Emory Report

March 16, 1998

 Volume 50, No. 24

Mainline denominations not in decline, Frank says

Preoccupation with declining numbers, perceived loss of influence and rapid social change are distracting mainline religious denominations "from the gospel they have been entrusted with proclaiming," said Thomas Frank in a recent book on the structure and mission of the United Methodist Church.

While membership statistics do indicate declining numbers, that doesn't mean people are rejecting mainline denominations, said Frank, director of Methodist studies at the theology school. In presentations to lay people and church leaders on his book Polity, Practice and the Mission of the United Methodist Church, Frank takes a broader view of denominational change by outlining demographic and sociological factors that more clearly account for the numbers. These include:

  • Population shifts and mobility. Mainline denominations such as Methodism spread rapidly across the country during the 19th century, with more than 36,000 United Methodist churches serving the American populace today. "Yet many of these churches are located in areas of severe population loss or shift," Frank said. "These shifts, combined with the estimate that more than one-fourth of the American population changes residence in any given year, mark a severely dislocated society." Since church membership is more typical among community natives and permanent residents, he added, "church affiliation has become notoriously difficult even to count, much less to count on, as congregations plan their programs."
  • Generational change. Baby boomers, who came of age during some of the sharpest cultural changes in the country's history, share a deep suspicion of the institutions and associations embraced by earlier generations, Frank said. No sooner was the church learning how to deal with those attitudes when the next generation, with still different social experiences and outlooks, came to adulthood. Instead of simply adapting to one generation, he said, mainstream denominations are being challenged to discover ways to help all ages and generations experience the church's greatest gifts.
  • Education and birth rate. In their zeal to build colleges in the belief that educated Christians would be more effective leaders, Frank said, many denominations did not anticipate that "the more education people pursue, the fewer children they tend to have." He points to reliable studies of mainstream religious groups showing that low birth rates accompanying higher education levels account for most of the membership decline.

Frank said mainline denominations should look for signs that point to the kind of church that is emerging today. For example, the United Methodist Church has particular strengths that are well suited to a rapidly changing world, Frank said, for the following reasons:

  • Methodism has become more international. Frank points out that Methodism in countries outside the United States has increased threefold in the past decade, with rapid growth in the Philippines, sub-Saharan Africa and Korea.
  • Methodism has become more multiethnic. While data on the church's increasing ethnic diversity is still unreliable, Frank said, the denomination is expanding work among new immigrant groups.
  • Methodism ministers to the poor.

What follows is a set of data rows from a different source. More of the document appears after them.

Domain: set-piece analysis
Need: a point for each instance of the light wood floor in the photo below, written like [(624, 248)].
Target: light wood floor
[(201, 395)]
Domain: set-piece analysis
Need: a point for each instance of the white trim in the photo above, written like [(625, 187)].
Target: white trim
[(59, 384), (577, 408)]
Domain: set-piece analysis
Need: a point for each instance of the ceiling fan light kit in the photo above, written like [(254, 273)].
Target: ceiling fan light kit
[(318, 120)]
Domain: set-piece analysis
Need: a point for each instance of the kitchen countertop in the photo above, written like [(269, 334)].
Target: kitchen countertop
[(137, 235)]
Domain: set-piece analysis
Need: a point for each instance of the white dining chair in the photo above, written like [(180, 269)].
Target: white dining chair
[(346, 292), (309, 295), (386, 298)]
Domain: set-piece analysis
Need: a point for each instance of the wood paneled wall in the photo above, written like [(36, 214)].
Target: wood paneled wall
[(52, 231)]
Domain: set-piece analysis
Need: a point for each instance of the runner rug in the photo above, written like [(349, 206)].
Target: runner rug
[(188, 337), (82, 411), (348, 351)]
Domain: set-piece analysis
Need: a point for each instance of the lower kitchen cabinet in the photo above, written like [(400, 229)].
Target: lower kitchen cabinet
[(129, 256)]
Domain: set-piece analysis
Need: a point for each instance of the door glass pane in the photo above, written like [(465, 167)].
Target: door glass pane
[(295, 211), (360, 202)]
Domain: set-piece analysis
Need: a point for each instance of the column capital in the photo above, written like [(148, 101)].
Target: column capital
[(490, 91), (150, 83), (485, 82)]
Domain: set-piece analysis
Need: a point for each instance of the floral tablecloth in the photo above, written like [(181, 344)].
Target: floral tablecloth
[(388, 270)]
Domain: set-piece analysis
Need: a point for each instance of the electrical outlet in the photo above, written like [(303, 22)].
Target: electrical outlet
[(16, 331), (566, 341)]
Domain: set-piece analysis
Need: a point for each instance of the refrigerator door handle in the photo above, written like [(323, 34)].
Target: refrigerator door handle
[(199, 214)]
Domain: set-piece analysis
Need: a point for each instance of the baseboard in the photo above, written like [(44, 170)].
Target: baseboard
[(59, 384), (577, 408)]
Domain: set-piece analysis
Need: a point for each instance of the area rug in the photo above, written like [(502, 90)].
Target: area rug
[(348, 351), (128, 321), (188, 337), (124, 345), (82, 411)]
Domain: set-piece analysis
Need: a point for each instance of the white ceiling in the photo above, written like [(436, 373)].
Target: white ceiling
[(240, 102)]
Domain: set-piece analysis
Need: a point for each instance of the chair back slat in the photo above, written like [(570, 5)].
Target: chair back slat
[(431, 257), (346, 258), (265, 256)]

Grounded in the theology of its founder John Wesley, "Methodism has a long history of passionate concern for the poor," Frank said. With persistent and growing poverty and unemployment around the world, "churches have responded with new efforts in feeding the homeless, building affordable homes and sending mission teams of skilled laity into crisis areas."
  • Methodism has historic resilience. While the total number of American United Methodists has declined, Frank said, hundreds of mainstream congregations are still going strong after 150 or more years; older city churches continue to find new forms of ministry; many small-town congregations have survived enormous economic transitions with steady membership; and fewer than 1,000 of the 37,000 American United Methodist churches-mainly in rural areas-have closed in the last decade.

When Frank presents these ideas to church groups, "there's a huge sense of relief to get away from a discussion of what's wrong, what used to be and 'woe unto us,'" he said. He encourages United Methodists and other mainline churches "to start with the assumption that we are blessed" with strengths often overlooked by those preoccupied with loss and decline. In this way, he said, mainline denominations can lead the way "to helping form a new church that is truly catholic, truly evangelical, truly reformed."